En tête, les bannières paroissiales, les enfants des écoles, tous une fleur à la main, les enfants de Marie et les membres de la Jeunesse catholique, puis la fanfare, puis le clergé suivi des autorités et des sociétés groupées autour de leurs drapeaux : Vétérans et U.N.C. de Moisdon, Anciens combattants, Mutilés et Réformés, et Anciens Prisonniers de guerre de Châteaubriant. En long cortège venaient ensuite les familles des morts, derrière une couronne, symbole de leurs regrets, portée par M. Dauffy, qui a eu la douleur de perdre ses quatre enfants.
Sous une chaude lumière coupée d’averses, le monument était merveilleusement décoré de banderoles, de guirlandes et de fleurs qui faisaient des dessins multicolores sur un tapis de mousse : chef d’œuvre de patience et de goût que composèrent des mains d’artistes sous l’inspiration de M. le vicaire.
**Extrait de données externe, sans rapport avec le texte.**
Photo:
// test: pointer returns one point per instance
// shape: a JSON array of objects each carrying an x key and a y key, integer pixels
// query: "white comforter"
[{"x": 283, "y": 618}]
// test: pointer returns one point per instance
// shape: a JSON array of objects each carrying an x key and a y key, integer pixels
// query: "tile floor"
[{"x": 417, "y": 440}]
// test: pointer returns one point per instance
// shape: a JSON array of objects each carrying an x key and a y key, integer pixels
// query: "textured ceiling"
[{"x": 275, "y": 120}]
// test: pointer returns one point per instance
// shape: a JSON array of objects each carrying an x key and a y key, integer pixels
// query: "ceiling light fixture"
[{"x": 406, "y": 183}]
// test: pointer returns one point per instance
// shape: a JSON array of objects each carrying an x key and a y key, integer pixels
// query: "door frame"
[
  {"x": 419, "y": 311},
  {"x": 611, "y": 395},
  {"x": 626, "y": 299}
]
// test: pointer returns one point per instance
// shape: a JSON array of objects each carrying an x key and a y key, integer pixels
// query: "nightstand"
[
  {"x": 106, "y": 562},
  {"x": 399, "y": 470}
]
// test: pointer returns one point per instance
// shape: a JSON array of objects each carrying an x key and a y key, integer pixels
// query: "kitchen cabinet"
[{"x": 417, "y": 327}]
Après l’hymne de Victor Hugo, "Ceux qui pieusement sont morts pour la Patrie", M. le curé sut exprimer, en quelques mots du cœur, le sens de la fête, hommage de la paroisse à ses enfants regrettés. M. le docteur Bernier, président de l’U.N.C. de Moisdon et du Comité d’érection, dit sa joie d’avoir réussi à élever, avec le concours de tous, ce monument de la reconnaissance, dont il fit remise à la municipalité. Il fit l’appel des 111 noms inscrits sur le marbre ; à chaque nom, les hommes répondaient : " Morts au champ d’honneur".
Les clairons sonnèrent "au drapeau". Le R .P. abbé prononça la formule de bénédiction.
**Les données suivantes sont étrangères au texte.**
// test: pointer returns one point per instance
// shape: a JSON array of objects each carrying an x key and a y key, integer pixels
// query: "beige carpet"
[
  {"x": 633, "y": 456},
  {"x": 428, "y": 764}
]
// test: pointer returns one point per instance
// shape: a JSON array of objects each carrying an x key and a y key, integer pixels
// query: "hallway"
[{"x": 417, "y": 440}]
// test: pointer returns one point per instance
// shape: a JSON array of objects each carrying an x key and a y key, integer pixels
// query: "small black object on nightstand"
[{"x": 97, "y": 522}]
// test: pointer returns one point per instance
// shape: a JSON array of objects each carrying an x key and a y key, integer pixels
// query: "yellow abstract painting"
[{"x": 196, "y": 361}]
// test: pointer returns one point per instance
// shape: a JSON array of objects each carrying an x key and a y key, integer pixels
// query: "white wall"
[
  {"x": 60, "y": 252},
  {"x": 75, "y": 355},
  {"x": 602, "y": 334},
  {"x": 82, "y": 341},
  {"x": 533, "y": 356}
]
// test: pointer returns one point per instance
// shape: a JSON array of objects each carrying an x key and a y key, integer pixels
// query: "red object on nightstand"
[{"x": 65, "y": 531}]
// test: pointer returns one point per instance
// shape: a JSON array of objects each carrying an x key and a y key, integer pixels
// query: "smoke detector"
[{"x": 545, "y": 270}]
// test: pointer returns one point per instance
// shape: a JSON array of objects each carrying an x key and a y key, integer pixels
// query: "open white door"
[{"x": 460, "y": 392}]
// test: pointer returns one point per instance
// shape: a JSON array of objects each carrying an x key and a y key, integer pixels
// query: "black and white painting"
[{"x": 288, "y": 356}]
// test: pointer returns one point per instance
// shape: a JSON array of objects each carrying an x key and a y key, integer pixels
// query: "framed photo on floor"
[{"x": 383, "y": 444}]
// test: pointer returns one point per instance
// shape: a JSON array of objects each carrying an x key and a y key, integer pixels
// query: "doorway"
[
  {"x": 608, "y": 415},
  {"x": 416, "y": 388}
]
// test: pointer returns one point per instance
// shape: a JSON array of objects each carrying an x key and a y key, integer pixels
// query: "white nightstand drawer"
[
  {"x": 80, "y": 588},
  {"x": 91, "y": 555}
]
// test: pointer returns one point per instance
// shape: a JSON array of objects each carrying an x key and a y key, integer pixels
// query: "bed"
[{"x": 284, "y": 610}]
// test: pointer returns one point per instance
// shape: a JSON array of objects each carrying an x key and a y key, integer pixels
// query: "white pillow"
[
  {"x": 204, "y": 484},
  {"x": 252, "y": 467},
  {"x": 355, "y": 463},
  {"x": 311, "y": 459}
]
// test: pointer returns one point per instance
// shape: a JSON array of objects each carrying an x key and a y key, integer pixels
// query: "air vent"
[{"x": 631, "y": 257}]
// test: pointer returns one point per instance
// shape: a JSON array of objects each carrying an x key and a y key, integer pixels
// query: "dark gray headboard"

Puis, M. GInoux-Defermon, député-maire, prit la parole. Il excusa les députés et sénateurs absents, ainsi que M. le Préfet, M. le Sous-Préfet et le général (représenté par le lieutenant Sautejeau). Il se rappela avec émotion tous ces jeunes gens qu’il avait connus dès leur enfance et qui ont sacrifié leur jeunesse au pays. M. Martin, notaire, vice-président de l’U.N.C. et représentant du Souvenir Français, rendit un nouvel hommage à ses anciens compagnons d’armes. Et lorsque les voix fraîches des enfants eurent chanté un hymne aux chers soldats, M. de la Ferronays, au nom de ses collègues du Parlement, clôt la série des discours par une haute leçon d’énergie professionnelle et d’attachement au devoir quotidien pour continuer l’œuvre de nos morts.
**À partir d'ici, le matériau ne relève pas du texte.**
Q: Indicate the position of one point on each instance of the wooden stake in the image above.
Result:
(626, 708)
Le chant " À l’étendard " termina la cérémonie.
Pendant qu’au presbytère, dans une suite de toasts familiers, M. le Curé, puis M. le vicaire général et le R.P. abbé disaient leur bonheur d’avoir assisté à cette belle fête du souvenir, un repas de 100 couverts, servi par la maison Bossé de Châteaubriant, réunit à la Mairie toutes les autorités. M. Ginoux remercia aimablement ses invités, M. de Juigné aborda le grave sujet de la nouvelle loi militaire ; M. Le Cour s’abandonna à une causerie enjouée et spirituelle ; M. Billaud, avoué, fit ressortir l’union qui a toujours existé entre Moisdon et Châteaubriant ; M. de Landemont, rappelant qu’il était venu, il y a dix sept ans, remettre leur drapeau aux Vétérans, invita tous les bons Français à tenir les yeux fixés sur l’Allemagne pour empêcher une autre agression ; M. Martin et M. Legal, juge de paix, saluèrent la France, à qui va, en définitive, l’honneur de cette journée.
Journée d’union parfaite, d’harmonie et de beauté morale, toute pleine de consolation et d’espoir.